Mr. Speaker, to answer the hon. member, I do not disagree with jury consultation. The problem I have in connection with Bill C-45 and section 745 of the Criminal Code is: What information will the jury be given? Will they get all the information about the pain, the anguish inflicted on the victim? Will they get the real impact of what has happened to the victim's family and friends? The answer to that is probably no. The real thing about a jury, and it is right that the member raises it, is: What information will they get and what will they base their judgment on except all of that information?
Let us go back to another comment made by the member, that the only thing we are looking at here is life imprisonment. I had Private Members' Bill C-261 in the House on Friday. That bill, after having consulted with the people of Nanaimo-Cowichan, addressed the matter of the death penalty. Consulting with my community I found that the majority of people expressed an interest and a desire to revisit the whole business of the death penalty in Canada.

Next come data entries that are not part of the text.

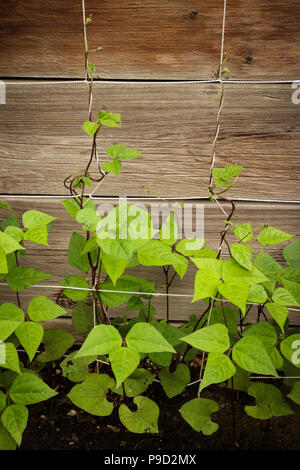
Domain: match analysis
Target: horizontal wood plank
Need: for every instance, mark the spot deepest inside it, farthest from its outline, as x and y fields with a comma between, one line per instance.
x=173, y=126
x=53, y=260
x=149, y=39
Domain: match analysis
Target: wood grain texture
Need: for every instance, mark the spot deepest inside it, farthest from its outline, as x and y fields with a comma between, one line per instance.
x=53, y=260
x=173, y=39
x=173, y=126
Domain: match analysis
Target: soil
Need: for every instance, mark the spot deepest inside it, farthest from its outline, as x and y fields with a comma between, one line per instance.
x=57, y=424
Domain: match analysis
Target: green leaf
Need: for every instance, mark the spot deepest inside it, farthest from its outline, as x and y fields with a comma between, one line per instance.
x=90, y=395
x=3, y=261
x=291, y=253
x=136, y=383
x=42, y=309
x=269, y=402
x=90, y=127
x=219, y=368
x=169, y=230
x=6, y=441
x=28, y=389
x=11, y=317
x=123, y=362
x=109, y=119
x=290, y=348
x=21, y=277
x=206, y=285
x=191, y=246
x=146, y=339
x=56, y=343
x=278, y=312
x=30, y=336
x=250, y=354
x=212, y=338
x=37, y=234
x=11, y=358
x=197, y=413
x=237, y=293
x=75, y=281
x=272, y=236
x=244, y=232
x=76, y=369
x=113, y=167
x=83, y=318
x=8, y=243
x=242, y=254
x=15, y=418
x=103, y=339
x=76, y=259
x=144, y=420
x=174, y=383
x=295, y=393
x=33, y=218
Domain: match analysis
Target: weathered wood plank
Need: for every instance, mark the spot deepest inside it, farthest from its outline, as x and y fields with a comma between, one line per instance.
x=53, y=260
x=150, y=39
x=173, y=126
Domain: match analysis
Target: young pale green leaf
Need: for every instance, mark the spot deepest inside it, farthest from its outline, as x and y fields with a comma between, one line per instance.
x=269, y=402
x=205, y=285
x=75, y=257
x=37, y=234
x=109, y=119
x=30, y=335
x=11, y=317
x=76, y=369
x=11, y=358
x=144, y=338
x=28, y=389
x=191, y=246
x=197, y=413
x=21, y=277
x=250, y=354
x=244, y=232
x=291, y=253
x=90, y=127
x=175, y=382
x=42, y=309
x=14, y=418
x=8, y=243
x=142, y=421
x=295, y=393
x=290, y=348
x=114, y=167
x=90, y=395
x=219, y=368
x=6, y=441
x=213, y=338
x=56, y=343
x=79, y=283
x=272, y=236
x=278, y=312
x=124, y=361
x=103, y=339
x=236, y=292
x=83, y=318
x=33, y=218
x=242, y=254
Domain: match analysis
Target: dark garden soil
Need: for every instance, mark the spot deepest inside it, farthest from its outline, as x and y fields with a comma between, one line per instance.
x=59, y=425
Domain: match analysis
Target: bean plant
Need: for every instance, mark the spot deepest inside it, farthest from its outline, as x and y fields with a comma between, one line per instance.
x=121, y=357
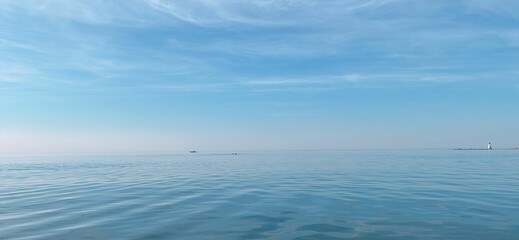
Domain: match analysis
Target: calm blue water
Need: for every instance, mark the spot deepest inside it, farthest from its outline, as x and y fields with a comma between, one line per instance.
x=276, y=195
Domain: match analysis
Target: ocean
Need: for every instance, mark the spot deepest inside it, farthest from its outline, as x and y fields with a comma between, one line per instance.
x=404, y=194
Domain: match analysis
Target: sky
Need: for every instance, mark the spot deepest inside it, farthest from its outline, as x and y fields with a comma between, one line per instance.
x=106, y=76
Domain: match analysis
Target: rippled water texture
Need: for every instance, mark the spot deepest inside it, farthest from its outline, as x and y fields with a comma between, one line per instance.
x=275, y=195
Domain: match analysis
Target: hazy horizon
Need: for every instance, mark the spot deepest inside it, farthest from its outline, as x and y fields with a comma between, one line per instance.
x=166, y=76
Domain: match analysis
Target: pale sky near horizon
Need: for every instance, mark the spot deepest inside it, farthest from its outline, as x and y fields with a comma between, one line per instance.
x=229, y=75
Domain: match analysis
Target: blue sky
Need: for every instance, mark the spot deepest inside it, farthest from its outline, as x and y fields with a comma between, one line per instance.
x=229, y=75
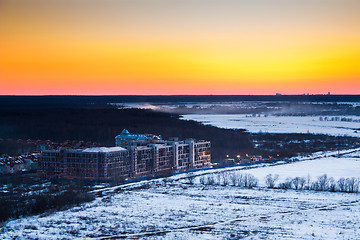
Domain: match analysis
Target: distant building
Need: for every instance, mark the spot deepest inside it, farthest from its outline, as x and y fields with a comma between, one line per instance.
x=170, y=154
x=135, y=156
x=99, y=163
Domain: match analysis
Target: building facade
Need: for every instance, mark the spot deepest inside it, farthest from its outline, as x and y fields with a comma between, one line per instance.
x=98, y=163
x=135, y=156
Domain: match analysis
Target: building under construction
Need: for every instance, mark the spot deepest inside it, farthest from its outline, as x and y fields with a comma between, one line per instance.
x=135, y=156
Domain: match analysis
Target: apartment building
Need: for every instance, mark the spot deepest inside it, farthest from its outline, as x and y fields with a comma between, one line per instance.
x=135, y=156
x=99, y=163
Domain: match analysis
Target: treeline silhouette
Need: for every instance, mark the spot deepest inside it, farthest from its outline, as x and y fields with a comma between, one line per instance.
x=103, y=124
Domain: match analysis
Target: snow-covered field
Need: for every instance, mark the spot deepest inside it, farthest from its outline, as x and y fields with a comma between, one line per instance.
x=281, y=124
x=332, y=166
x=156, y=209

That again has been taken away from the people by the elites in this country, going back to 1976 specifically by my predecessor, an honourable and noble parliamentarian by the name of Tommy Douglas. Having heard the people of Nanaimo-Cowichan, he said that yes the majority wanted to keep the death penalty but he came to the House and said that he must vote his conscience.
This is one of the basic problems we have in the democracy of this country: Who is listening to whom and who is acting on whose behalf? Are we listening to the people or do we, you the elite, know better?